October 2024

Machine Learning for Operational Efficiency

Every year, hundreds of billions of packages are shipped around the world. And in 2023 alone, that number broke the record at 356 billion shipped worldwide.

That’s a 100% increase since 2016. The industry will only get bigger and more complex, as estimates show that by 2028, nearly 500 billion packages will be shipped globally.

As supply chains become more bloated with delivery demand, they become more complex, multiplying efficiency problems.

This is where Machine Learning and Artificial Intelligence (AI) step in.

If you are not using Machine Learning, you are falling behind.

Companies worldwide, including many Fortune 500 names, have turned to Machine Learning and Artificial Intelligence to fine-tune their logistics and, most importantly, increase revenue and reduce costs.

When shipping out millions of packages per year, saving 5% in cost at every step is a massive boost to profits.

The numbers don’t lie either. Companies have already shown that AI is helping them meet their revenue goals.
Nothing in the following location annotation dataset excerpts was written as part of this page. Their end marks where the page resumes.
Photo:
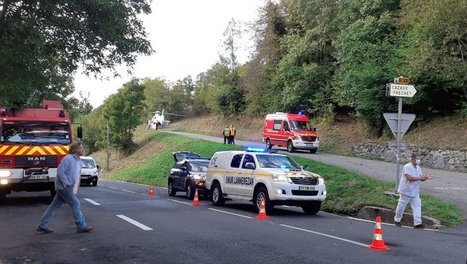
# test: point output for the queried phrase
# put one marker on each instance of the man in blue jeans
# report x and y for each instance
(66, 185)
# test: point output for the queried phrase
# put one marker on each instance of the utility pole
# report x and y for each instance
(107, 147)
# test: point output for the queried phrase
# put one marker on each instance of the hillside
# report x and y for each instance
(340, 136)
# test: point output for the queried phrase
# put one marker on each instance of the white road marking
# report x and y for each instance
(326, 235)
(179, 202)
(92, 201)
(136, 223)
(225, 212)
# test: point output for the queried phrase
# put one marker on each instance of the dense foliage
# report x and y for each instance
(42, 43)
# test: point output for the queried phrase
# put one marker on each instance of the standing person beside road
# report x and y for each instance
(226, 134)
(66, 184)
(409, 189)
(233, 133)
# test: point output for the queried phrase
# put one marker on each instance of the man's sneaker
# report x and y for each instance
(45, 230)
(85, 229)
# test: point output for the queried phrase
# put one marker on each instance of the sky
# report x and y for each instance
(187, 38)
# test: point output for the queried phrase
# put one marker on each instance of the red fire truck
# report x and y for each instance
(32, 144)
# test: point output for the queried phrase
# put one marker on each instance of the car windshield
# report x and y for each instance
(300, 125)
(35, 132)
(199, 166)
(277, 162)
(87, 164)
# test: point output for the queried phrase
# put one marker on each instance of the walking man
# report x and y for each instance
(66, 185)
(233, 133)
(409, 188)
(226, 133)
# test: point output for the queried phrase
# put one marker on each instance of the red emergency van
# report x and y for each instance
(293, 131)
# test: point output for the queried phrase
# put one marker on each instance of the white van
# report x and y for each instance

According to McKinsey, 61% of manufacturing executives report decreased costs, and 53% report increased revenues as a direct result of introducing AI into their supply chain.

Three Common Machine Learning Models

Several kinds of Machine Learning models have been designed to tackle different problems. Today, I will focus on three types of modeling systems: Time Series Models, Regression Models, and Classification Models.

Each offers something unique, and all can lead to efficiency improvements in the supply chain in different ways…

Time Series Forecasting Models

Time series forecasting is as simple as it gets when you want to improve efficiency with Machine Learning. The model takes historical data such as sales, seasonality, and trends and uses it to make predictions for the future.

For instance, let’s say you’re in the clothing apparel business and need to stock your warehouses full of winter gear for the upcoming season. Time Series forecasting would allow you to look at previous years’ sales and show you exactly when to stock winter gear for the upcoming cold months. This means you won’t stock too much wrong gear too early and take up precious space.

Likewise, it can keep you prepared for any major spikes in a single item based on sales trends. If you notice that in November, sales of winter apparel increase by 40%, you can ensure you aren’t caught off guard and avoid the risk of being understocked.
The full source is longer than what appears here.